BY ESTHER CHUNG   [chung.juhee@joongang.co.kr]
 
Egypt in brief

Capital city: Cairo
Area: 1 million square kilometers (10 times the size of South Korea)
Population: 106.4 million (2021)
Main language: Arabic (official), English and French
Ethnic groups: Egyptian and others
Religions: Islam and Christianity
National day: July 23, Revolution Day
Government type: Presidential republic
Currency: Egyptian pound
 
 Travel tips
Best time to visit: The week of Feb. 22 and Oct. 22, where the sun will rise and set on the chamber of statues in the greater temple of Abu Simbel.
Recommended tours: There are many package tours that include Aswan and Luxor.
Recommended accommodation: Two four-star hotels are in the area, as well as options for less luxurious accommodations.

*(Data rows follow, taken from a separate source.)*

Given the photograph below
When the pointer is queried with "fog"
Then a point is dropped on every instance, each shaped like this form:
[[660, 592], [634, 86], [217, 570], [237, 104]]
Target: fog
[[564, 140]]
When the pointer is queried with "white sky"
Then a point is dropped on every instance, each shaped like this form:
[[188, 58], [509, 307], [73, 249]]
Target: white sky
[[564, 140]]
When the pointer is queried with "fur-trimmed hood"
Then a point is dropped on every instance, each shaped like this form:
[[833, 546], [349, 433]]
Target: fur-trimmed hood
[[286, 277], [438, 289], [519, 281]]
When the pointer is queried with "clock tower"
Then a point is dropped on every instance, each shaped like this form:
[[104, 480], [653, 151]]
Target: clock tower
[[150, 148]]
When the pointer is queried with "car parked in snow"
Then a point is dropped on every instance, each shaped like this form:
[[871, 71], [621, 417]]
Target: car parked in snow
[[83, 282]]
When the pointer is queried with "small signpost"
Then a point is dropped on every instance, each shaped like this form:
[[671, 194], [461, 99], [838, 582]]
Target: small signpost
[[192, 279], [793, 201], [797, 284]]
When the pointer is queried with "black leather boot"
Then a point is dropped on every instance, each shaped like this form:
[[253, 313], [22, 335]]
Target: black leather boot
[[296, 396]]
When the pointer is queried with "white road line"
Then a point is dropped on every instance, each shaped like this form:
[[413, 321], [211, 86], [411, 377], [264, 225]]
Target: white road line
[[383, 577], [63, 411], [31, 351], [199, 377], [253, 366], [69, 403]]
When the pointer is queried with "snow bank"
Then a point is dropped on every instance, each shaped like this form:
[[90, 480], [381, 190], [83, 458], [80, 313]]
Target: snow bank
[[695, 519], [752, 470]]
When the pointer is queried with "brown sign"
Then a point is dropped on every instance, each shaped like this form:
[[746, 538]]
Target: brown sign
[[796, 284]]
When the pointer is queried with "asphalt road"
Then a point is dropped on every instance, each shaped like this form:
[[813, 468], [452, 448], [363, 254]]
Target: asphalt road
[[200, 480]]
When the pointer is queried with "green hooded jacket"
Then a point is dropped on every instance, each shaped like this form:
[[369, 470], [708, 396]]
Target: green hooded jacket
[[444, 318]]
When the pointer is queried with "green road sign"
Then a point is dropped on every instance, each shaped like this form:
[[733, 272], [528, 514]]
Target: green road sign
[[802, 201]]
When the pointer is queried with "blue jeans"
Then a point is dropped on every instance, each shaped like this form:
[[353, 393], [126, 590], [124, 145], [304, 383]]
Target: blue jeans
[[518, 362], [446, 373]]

Recommended modes of transportation: Daily flights from Cairo to the area of Abu Simbel have been reduced to twice a week since the onset of the Covid-19 pandemic. Driving by car from Aswan to the temple is also an option.

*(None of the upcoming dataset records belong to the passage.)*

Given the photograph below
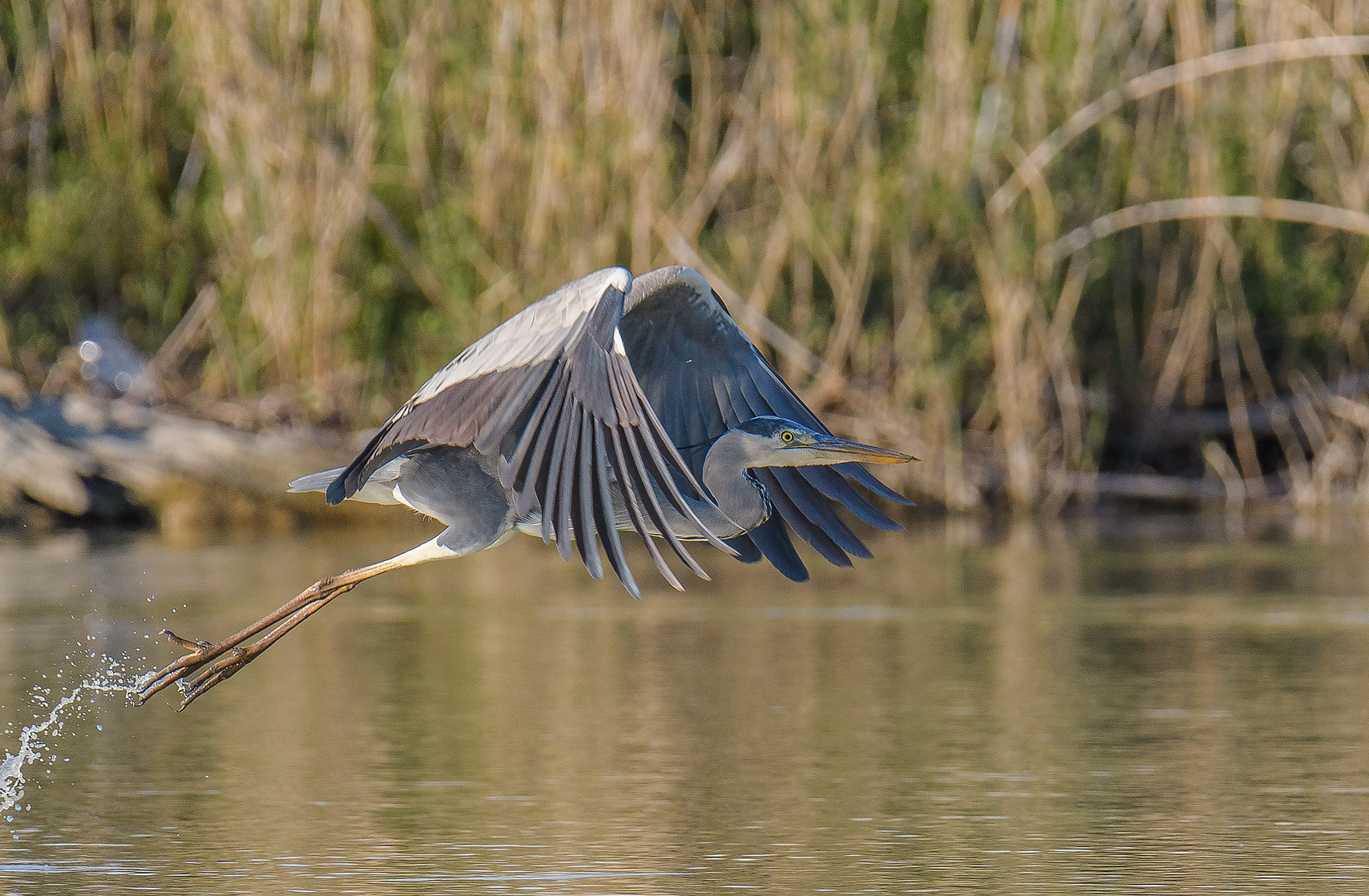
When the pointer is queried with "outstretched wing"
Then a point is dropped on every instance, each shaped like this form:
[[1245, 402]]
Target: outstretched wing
[[702, 377], [552, 391]]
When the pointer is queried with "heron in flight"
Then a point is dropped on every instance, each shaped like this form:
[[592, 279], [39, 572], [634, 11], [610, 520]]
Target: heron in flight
[[611, 405]]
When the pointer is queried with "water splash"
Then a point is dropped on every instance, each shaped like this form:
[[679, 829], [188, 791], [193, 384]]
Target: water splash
[[111, 677]]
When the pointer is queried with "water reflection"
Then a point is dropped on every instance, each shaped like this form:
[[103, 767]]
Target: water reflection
[[1101, 706]]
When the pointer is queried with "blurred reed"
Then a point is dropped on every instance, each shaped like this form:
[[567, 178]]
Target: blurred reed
[[1030, 242]]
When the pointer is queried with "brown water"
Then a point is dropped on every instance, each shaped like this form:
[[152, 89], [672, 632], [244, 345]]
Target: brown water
[[1104, 706]]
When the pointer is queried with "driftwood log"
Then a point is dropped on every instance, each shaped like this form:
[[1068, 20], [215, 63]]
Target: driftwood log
[[118, 461]]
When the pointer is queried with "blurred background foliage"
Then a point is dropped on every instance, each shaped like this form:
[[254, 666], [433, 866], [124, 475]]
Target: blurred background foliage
[[303, 209]]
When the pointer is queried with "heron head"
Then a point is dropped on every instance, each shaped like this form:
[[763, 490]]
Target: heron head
[[778, 442]]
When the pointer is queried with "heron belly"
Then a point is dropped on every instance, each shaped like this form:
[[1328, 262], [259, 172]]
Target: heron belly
[[455, 486]]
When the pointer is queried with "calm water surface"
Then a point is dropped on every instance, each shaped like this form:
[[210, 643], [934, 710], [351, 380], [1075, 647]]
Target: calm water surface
[[1104, 706]]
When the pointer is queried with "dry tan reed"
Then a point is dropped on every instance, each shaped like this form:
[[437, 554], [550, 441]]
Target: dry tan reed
[[370, 185]]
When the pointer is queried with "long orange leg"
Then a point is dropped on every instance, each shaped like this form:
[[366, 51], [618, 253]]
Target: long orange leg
[[229, 655]]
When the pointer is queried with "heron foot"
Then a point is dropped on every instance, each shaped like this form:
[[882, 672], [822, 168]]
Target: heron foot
[[214, 663]]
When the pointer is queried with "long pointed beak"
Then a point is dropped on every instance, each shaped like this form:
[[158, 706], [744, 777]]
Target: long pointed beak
[[838, 449]]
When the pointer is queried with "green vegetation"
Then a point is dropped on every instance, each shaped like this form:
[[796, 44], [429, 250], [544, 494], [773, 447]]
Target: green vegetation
[[332, 199]]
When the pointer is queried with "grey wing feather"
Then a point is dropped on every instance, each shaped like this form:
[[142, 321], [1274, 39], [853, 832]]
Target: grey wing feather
[[536, 390], [682, 341]]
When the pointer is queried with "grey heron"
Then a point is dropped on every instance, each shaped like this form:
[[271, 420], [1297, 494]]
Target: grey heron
[[614, 404]]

What to eat: Koshary, foul and falafel, and shish kebab.
Books to read before the trip: “The Mysteries of Abu Simbel” by Zahi Hawass and “Abu Simbel and the Nubian Temples” by Nigel Fletcher-Jones.
Movies to watch: “The Yacoubian Building” by Marwan Hamed and “The Night of Counting the Years” by Shadi Abdel Salam.
Music to listen to: “Nour El Ein” by Amr Diab, “Ta3ala” by Talaat Zain, “Mostafa” by Bob Azzam and “3 Daqat” by Abu, which has also been performed by K-pop boy band B.I.G. in 2019.